La biodiversidad está disminuyendo rápidamente, y los océanos están a punto de seguir en esa línea si no se hace nada por detenerlo.

Se trata de la "sexta extinción en masa", que puede acercarse o superar la magnitud de las cinco grandes extinciones de los últimos 550 millones de años si las tasas de pérdidas actuales persisten, indica el profesor de Estudios Geológicos de la Universidad de Stanford, John Payne.

Payne asegura, en un estudio recientemente publicado en la revista Science, que los efectos de la pérdida masiva de diversidad son difíciles de escalar hacia a partir de experimentos de laboratorio o perturbaciones de los ecosistemas locales, pero que la pesca indiscriminada y la contaminación están haciendo de nuestros mares un lugar hostil. En el informe, los científicos señalan que los más afectados son los animales de gran tamaño: ballena, tiburón blanco…

"La humanidad está llevando la vida marina a una extinción sin precedentes según los análisis de fósiles disponibles. El nivel de la cacería y la pesca de las especies más grandes trastornará los ecosistemas del océano por millones de años".

En los cinco eventos previos de extinción masiva identificados por los especialistas, no se halló ningún patrón que hiciera pensar en una extinción de especies marinas o, a lo sumo, fueron las más pequeñas las que desaparecieron. Pero en el caso actual son las más grandes las que están en peligro ante esa tendencia de las personas de pescar especies más grandes como el atún de aleta azul o el tiburón blanco".

"Si este patrón continúa sin que se haga nada por cambiarlo, los océanos del mañana carecerán de las especies grandes que hoy hallamos en los mares.

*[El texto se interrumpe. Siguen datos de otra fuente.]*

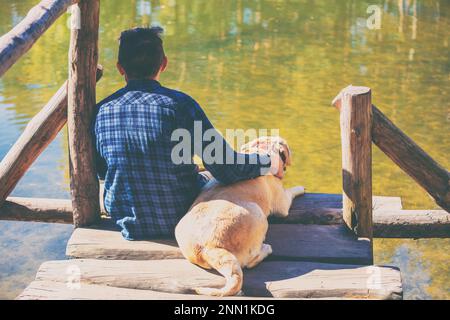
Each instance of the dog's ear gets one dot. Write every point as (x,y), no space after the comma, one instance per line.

Muchas de esas especies juegan un papel fundamental en los ecosistemas por lo que su desaparición podría llevar a una serie de consecuencias ecológicas que podrían influir en la estructura y funcionamiento de futuros ecosistemas, algo que va más allá del simple hecho de perder unos de sus especímenes", asegura Payne.

Los efectos en cadena sobre los ecosistemas no se harán esperar, dijo Payne, quien mencionó como ejemplo la pérdida de grandes caracolas rapaces (Triton) de los arrecifes de coral, una de las razones detrás del crecimiento explosivo en el número de corona de espinas estrellas de mar, que se alimentan de coral.

Payne asegura que no solo los mares sufrirán, pues la extinción de ciertas especies resultará en un duro golpe para las economías mundiales así como para la alimentación de los humanos, que encuentran en los océanos una importante fuente de proteína.

Para llegar a estas conclusiones, Payne y su equipo analizaron una base de datos de 2,497 grupos de especies marinas vertebradas y moluscos de los últimos 500 años.

El coautor del estudio, el científico Noel Heim, señaló que "vemos esto una y otra vez. Los humanos ingresan en un nuevo ecosistema y son los animales más grandes los primeros a los que matan". Heim agregó que hasta hace poco los océanos estuvieron a salvo, pues la actividad de los seres humanos estuvo restringida a las costas o a la pesca relativamente superficial pero que ahora, con los avances de la tecnología, la pesca y caza había llegado hasta las profundidades de las aguas y a dimensiones industriales.